One fundamental task you must complete when you view a used car for sale is to test drive it. The idea is to identify any faults with the vehicle and use that knowledge to barter on the price. You will also get an idea of whether you’ll have to pay for expensive repairs too.
The trouble is while most people do test drives they don’t always know what to check! They risk ending up with a “lemon”: a car with lots of problems! In today’s guide, I’ll show you how to do a test drive the smarter way! Here is what you need to know before buying your next used car:
Don’t go for a test drive in the dark
One of the biggest mistakes you will ever make is viewing a used car and driving it in the dark. I’m afraid that I was guilty of breaking that rule myself once. I bought the car, and it was only some weeks later when I washed the car that I noticed a bad spray job on one of the panels!
Had I seen that during the day, I could have used that as an excuse to lower the price of the car more.
Stick to dealerships
A car might sound good on paper but when you see it in person, it could end up being a different story. I recommend sticking to trusted dealers. Sure, you could get a bargain buying from a private seller.
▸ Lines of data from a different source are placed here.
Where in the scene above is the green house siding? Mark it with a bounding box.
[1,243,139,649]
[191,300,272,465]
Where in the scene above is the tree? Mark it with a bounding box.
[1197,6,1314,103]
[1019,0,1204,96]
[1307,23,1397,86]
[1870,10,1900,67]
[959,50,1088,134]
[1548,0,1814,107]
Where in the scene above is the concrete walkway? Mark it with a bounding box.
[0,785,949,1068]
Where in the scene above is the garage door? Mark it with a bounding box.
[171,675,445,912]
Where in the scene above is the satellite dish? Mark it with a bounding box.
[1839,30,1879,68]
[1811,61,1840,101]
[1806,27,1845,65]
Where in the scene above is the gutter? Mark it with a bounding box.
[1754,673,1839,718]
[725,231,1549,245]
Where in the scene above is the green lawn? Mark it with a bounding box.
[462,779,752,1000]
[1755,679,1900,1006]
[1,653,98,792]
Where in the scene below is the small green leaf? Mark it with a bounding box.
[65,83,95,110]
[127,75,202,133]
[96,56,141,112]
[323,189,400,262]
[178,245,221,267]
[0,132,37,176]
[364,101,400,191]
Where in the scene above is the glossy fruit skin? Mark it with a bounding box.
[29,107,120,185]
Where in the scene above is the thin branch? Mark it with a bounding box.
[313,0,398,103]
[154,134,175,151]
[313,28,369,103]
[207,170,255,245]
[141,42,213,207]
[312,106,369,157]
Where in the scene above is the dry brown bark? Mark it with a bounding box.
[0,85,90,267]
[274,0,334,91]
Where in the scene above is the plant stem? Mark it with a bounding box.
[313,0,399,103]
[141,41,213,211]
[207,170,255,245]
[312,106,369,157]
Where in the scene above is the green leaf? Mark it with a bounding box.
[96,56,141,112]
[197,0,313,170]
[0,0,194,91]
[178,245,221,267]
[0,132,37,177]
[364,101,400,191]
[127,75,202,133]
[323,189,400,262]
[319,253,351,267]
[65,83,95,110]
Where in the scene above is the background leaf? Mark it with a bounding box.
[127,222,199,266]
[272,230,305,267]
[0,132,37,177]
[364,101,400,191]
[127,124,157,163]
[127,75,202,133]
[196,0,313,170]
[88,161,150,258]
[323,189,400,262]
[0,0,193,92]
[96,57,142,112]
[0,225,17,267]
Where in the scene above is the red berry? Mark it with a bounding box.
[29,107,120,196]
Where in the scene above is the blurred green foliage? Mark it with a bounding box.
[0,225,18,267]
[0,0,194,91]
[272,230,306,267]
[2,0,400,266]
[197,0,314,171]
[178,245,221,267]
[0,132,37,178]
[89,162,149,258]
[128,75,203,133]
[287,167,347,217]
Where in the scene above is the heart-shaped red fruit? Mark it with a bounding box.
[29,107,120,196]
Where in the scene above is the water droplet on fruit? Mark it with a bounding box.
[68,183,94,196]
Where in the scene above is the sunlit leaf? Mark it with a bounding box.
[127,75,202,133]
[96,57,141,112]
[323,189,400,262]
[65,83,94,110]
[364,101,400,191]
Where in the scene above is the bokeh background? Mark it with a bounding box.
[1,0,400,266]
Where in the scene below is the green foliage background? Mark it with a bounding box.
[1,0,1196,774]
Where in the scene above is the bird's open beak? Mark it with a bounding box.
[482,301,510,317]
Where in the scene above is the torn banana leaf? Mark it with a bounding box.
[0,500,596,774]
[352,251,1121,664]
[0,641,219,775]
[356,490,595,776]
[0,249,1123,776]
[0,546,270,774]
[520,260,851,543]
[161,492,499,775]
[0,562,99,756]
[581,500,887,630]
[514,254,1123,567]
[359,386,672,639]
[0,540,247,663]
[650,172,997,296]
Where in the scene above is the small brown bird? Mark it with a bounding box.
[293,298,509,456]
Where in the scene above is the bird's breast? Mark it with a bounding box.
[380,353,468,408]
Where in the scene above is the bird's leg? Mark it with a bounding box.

But, you’ll often get a better car going to the Imperial Car Supermarket and other dealers like them.
There’s also the fact that private sellers may not have insured or taxed the car you go to see. In those cases, if something happens, you are liable – not the owner.
Feel the bonnet
It might sound odd but before you go on a test drive, put your hand on the bonnet. Does it feel warm? If so, the seller might be trying to mask a problem with cold starts!
Of course, there might be a genuine reason for it being warm. For example, a dealer may have to move the car if it’s blocked in so that you can test drive it.
Check the warning lights when you turn the ignition on
Before you start the engine, observe the warning lights on the dashboard. Many of them should go out after a few seconds. Be sure that you see the airbag and ABS warning lights. If you don’t, it could mean one of two things.
First, the bulb has blown inside the “clocks” and needs changing. Second, it may have got removed to mask an expensive fault. You need to bear one fact in mind about those two warning lights. If they don’t appear on ignition and go out when the engine’s started, it’s an automatic MOT failure.
Test drive at least two exact models
Are you test driving a particular model for the first time? Be sure to do the same at other dealerships too. That way, you’ll work out what noises or smells aren’t normal.